The National Theatre and The State Opera Choruses
The National Theatre Orchestra
By calling his Faust fresco a “légende dramatique”, Hector Berlioz, one of the pivotal figures of 19th-century Romantic programme music, perplexed his contemporaries, as well as the generations to come, making them pose the question of whether the work was a traditional opera, a modern-time scenic oratorio, or a concert cantata. The composer himself hesitated as to how to classify the piece, and even though he ultimately gave it a form that is most akin to opera, La damnation de Faust has always been performed mainly on the concert stage. Conducive to this practice is its fundamental dramaturgical plan, based on the compelling juxtaposition between the private universe of the procrastinator and sceptic Faust, who is, in a fatal way, only roused from his lethargy by Mephistopheles’s demonic engagement, and the eventful, multilayered world around, represented by the large chorus, extremely variable in terms of expression, often sounding monumental, yet merely statically, “sonically”, beyond Faust’s recluse privacy.

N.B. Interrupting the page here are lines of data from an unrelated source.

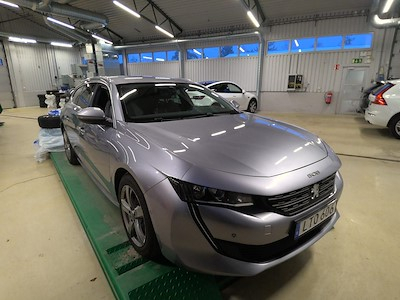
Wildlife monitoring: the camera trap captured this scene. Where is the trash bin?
[38,94,47,107]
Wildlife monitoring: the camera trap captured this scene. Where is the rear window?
[372,82,394,96]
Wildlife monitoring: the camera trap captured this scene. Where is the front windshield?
[117,83,238,122]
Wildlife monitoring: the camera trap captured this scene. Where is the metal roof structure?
[0,0,384,45]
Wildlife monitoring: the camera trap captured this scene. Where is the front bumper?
[145,173,343,276]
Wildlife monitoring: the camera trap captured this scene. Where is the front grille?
[262,174,336,216]
[215,217,331,263]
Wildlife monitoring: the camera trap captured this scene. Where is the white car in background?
[199,81,258,113]
[364,79,400,139]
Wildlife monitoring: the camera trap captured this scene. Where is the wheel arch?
[386,112,400,127]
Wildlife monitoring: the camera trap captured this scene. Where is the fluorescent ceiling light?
[8,36,36,44]
[0,0,19,8]
[382,0,393,14]
[247,10,260,27]
[47,17,75,29]
[156,25,174,38]
[50,42,72,48]
[92,34,113,45]
[374,15,400,25]
[113,1,140,18]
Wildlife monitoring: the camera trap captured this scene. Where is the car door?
[210,82,247,110]
[63,84,94,164]
[80,84,115,192]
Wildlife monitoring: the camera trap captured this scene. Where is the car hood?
[132,113,327,177]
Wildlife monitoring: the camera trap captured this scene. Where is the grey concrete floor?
[0,108,400,300]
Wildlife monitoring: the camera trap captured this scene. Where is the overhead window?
[186,48,203,59]
[203,47,219,59]
[239,44,258,56]
[221,45,239,57]
[317,35,343,51]
[290,38,315,52]
[344,32,373,49]
[153,51,167,62]
[128,53,140,63]
[140,52,153,62]
[267,40,290,54]
[167,50,179,61]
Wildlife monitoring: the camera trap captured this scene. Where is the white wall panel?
[5,42,80,107]
[0,42,15,108]
[128,61,180,78]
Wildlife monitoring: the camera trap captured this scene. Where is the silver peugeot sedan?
[61,76,343,276]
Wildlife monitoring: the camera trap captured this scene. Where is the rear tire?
[247,98,257,113]
[118,174,161,259]
[389,115,400,139]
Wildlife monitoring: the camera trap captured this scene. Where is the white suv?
[199,81,258,113]
[364,79,400,139]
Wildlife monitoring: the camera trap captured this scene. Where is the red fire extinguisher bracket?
[324,91,333,104]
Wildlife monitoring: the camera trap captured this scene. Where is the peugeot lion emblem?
[311,183,319,200]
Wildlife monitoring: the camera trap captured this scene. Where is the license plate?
[294,200,337,239]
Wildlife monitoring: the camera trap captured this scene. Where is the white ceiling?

A pioneer of modern musical drama and programme music, Berlioz was fascinated by great works of global literature, particularly the plays of Shakespeare and Goethe’s poem Faust. He even numbered as Opus 1 his cantata titled Huit scènes de Faust, which he composed at the age of 26 in 1829. Although he ultimately repudiated the piece, many years later he would return to Faust and in 1845 create the mentioned légende dramatique, featuring, in addition to the refined contradiction between the objectivity of the world at large and the subjectivity of Faust’s heart, an engrossing, typically French lyrical music. Berlioz’s fascinating piece has yet to be performed at the National Theatre in Prague.